If Computers Were Like Cars
General Motors doesn't have a help line for people who don't know how to drive, because people don't buy cars like they buy computers, but imagine if they did....
HELPLINE: "General Motors Helpline, how can I help you?"
CUSTOMER: "Your cars stink!"
HELPLINE: "What's wrong?"
CUSTOMER: "It crashed, that's what's wrong!"
HELPLINE: "What were you doing?"
CUSTOMER: "I wanted to go faster, so I pushed the accelerator pedal all the way to the floor. It worked for a while, and then it crashed -- and now it won't even start up!"
HELPLINE: "I'm sorry, sir, but it's your responsibility if you misuse the product."
CUSTOMER: "Misuse it? I was just following this darned manual of yours. It said to make the car go to put the transmission in 'D' and press the accelerator pedal. That's exactly what I did -- now the darn thing's crashed."
HELPLINE: "Did you read the entire operator's manual before operating the car sir?"
CUSTOMER: "What? Of course I did!
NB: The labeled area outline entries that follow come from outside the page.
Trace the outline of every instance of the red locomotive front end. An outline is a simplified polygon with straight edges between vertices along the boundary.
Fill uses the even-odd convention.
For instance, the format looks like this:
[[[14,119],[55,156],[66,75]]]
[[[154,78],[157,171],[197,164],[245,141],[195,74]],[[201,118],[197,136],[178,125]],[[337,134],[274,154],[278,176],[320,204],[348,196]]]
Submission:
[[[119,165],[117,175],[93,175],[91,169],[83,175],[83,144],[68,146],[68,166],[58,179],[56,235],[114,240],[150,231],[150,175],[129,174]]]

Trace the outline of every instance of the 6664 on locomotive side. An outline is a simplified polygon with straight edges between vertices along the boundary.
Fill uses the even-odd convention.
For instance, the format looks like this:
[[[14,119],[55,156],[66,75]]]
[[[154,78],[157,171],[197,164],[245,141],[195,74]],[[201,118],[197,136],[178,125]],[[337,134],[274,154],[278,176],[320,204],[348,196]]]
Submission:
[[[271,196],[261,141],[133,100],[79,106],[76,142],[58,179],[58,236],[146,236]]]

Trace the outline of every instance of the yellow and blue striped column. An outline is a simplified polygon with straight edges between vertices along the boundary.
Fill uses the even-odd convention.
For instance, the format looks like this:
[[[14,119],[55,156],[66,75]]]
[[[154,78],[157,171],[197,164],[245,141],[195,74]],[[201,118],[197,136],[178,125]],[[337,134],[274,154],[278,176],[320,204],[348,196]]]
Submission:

I told you I did EVERYTHING the manual said and it didn't work!"
HELPLINE: "Didn't you attempt to slow down so you wouldn't crash?"
CUSTOMER: "How do you do THAT?"
HELPLINE: "You said you read the entire manual, sir. It's on page 14. The pedal next to the accelerator."
CUSTOMER: "Well, I don't have all day to sit around and read this manual you know."
HELPLINE: "Of course not. What do you expect us to do about it?"
CUSTOMER: "I want you to send me one of the latest versions that goes fast and won't crash anymore!"